Unlike the West, we live in a different social system. In India, kids after 18 need not leave their house, go out to be independent and earn for their graduation. While the westerners learn from us we have degenerated our standards to such an extent that acts such as touching the feet of elders have become mere acts of show off or hypocrisy.
The consequences of elder abuse are disastrous as the next generation learns from the past. My grandmother and parents, an integral part of my support system , once narrated me story of the young lad who was found busy polishing a coconut shell, when was asked by his father why he was doing it, the boy replies, “I am doing it for you Papa!,”. “What?!” asked the shocked and bewildered father to get this reply,” I thought why waste money on earthen pot to serve food at old age for you, while the coconut shell would serve the same purpose. Papa, I have seen mom serving food to grandpa in the coconut shell, so you are, right?”They let me ponder over the story, and I realised what they meant. Thanks, to my upbringing, I don’t leave any opportunity of touching feet of my elders to get all the blessings I could.

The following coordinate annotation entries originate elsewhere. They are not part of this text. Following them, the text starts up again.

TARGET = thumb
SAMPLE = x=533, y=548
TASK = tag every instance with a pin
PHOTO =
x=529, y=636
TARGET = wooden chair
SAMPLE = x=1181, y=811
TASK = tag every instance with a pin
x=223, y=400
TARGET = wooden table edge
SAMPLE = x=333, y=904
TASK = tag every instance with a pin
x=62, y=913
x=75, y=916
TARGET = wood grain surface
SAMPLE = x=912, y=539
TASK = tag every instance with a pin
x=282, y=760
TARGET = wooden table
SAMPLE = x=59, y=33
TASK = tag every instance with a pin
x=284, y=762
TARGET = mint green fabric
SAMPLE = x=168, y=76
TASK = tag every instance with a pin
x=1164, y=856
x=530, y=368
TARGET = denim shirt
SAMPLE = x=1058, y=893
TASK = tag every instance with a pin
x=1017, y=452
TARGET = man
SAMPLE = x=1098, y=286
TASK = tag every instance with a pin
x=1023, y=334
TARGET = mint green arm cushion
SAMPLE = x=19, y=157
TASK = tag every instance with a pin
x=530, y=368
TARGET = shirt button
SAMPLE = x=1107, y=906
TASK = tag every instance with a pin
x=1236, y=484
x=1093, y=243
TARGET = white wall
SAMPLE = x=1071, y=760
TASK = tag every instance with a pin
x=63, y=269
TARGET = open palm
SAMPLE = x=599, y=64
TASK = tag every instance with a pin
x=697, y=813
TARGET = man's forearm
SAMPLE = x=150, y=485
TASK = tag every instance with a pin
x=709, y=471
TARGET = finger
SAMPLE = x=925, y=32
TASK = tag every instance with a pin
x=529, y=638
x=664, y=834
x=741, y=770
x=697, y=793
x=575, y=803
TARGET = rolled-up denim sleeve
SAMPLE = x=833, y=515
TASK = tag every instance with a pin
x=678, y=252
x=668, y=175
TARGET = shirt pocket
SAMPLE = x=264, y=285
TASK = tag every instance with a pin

My grandmother was an epitome of love and care, nurtured and raised my sibling and me with all her experience and immense love. My parents set an exemplary example by taking care of my grandmother. My mother took care of my grandmother like her own mother, the small gestures of love that they made with each other was wonderful. I remember them going shopping together, excited with their buy, the discounts, the restaurant that they went post shopping, which restaurant to go next, and the list never ended. Their relationship I guess over time grew stronger. Both being elders to me, were a source of inspiration and awe to me. While all the daily soaps told me otherwise, I was in a house where mother in law and daughter in law were friends, maybe best friends, I will never know.
Few years back, when cancer engulfed the body of my grandmother, and we were all busy trying to save her, although we knew it was nearly impossible. In the former days when diagnosis wasn’t made yet and her condition was worsening, the people in ICU with who my grandmother shared her room were moved to see the way my mother patiently cleaned my heavy grandmother, put up with granny’s crazy behavior due to meds like it was nothing at all, for she wanted her only friend and philosopher to be back home, guiding her.I remember very well, death was fast approaching and granny called me in along with mom and told me, she was proud of who I am and told me, “Your mom is the best thing that happened to me and I want you never to disrespect your mom ever, share everything with her the way you used to do it with me, you are unique in your own way, but try to absorb the best of your mom.”
With this the neighboring old lady shocked in her expression told my mother that she never imagined a daughter in law could do so much and always thought that my mom was my granny’s own daughter. At that time I felt that was bizarre. But today I realize what granny meant.
I am just grateful to have been born into a family where values are held high, rules followed but bent according to the need and one which taught us always to respect our elders orally, emotionally and physically.
This is a major concern that needs to be look at. It doesn’t mean that when old, they are not that important at all.